Analytical Scope

This refers to the boundaries of ENL's subject matter, the range of topics for which the framework takes analytical responsibility. ENL is exclusively a guiding framework and is not intended to replace economic thought as a whole.

It provides concepts and analytical tools to establish rational economic objectives, but has nothing to say about an economy’s operational details. Another type of economic theory, referred to here as a functional framework, must be employed for this purpose.

The distinction between the two is addressed further in the discussion of contractionary economics.

A strong temptation that must be avoided in developing a guiding framework is to cast the net too wide, thereby inviting non-economic issues into an economic theory. This is frequently the response of progressive economists when faced with the insularity of most mainstream approaches.

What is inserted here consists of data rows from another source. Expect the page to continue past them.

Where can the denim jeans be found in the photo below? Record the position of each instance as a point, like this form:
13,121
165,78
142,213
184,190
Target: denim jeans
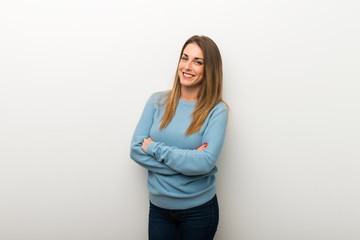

A typical example is the work of Neva Goodwin, a heterodox economist at Tufts University:

…I have been working with a number of colleagues to develop an alternative [to standard economics], which we call contextual economics. The name comes from our conviction that an economic system can only be understood when it is seen to operate within a social/psychological context that includes ethics, norms and human motivations, culture, politics, institutions, and history. It also operates within a physical context which includes the built environment, as well as the natural world.1

From the perspective of a guiding framework, this pluralistic approach completely misses the mark. To overcome the destructive logic of capitalism it is an error to broaden the boundaries of economic studies because this will simply disguise the true nature of this logic. We should instead confront it head-on, expose its errors, and replace it with a coherent non-capitalist logic.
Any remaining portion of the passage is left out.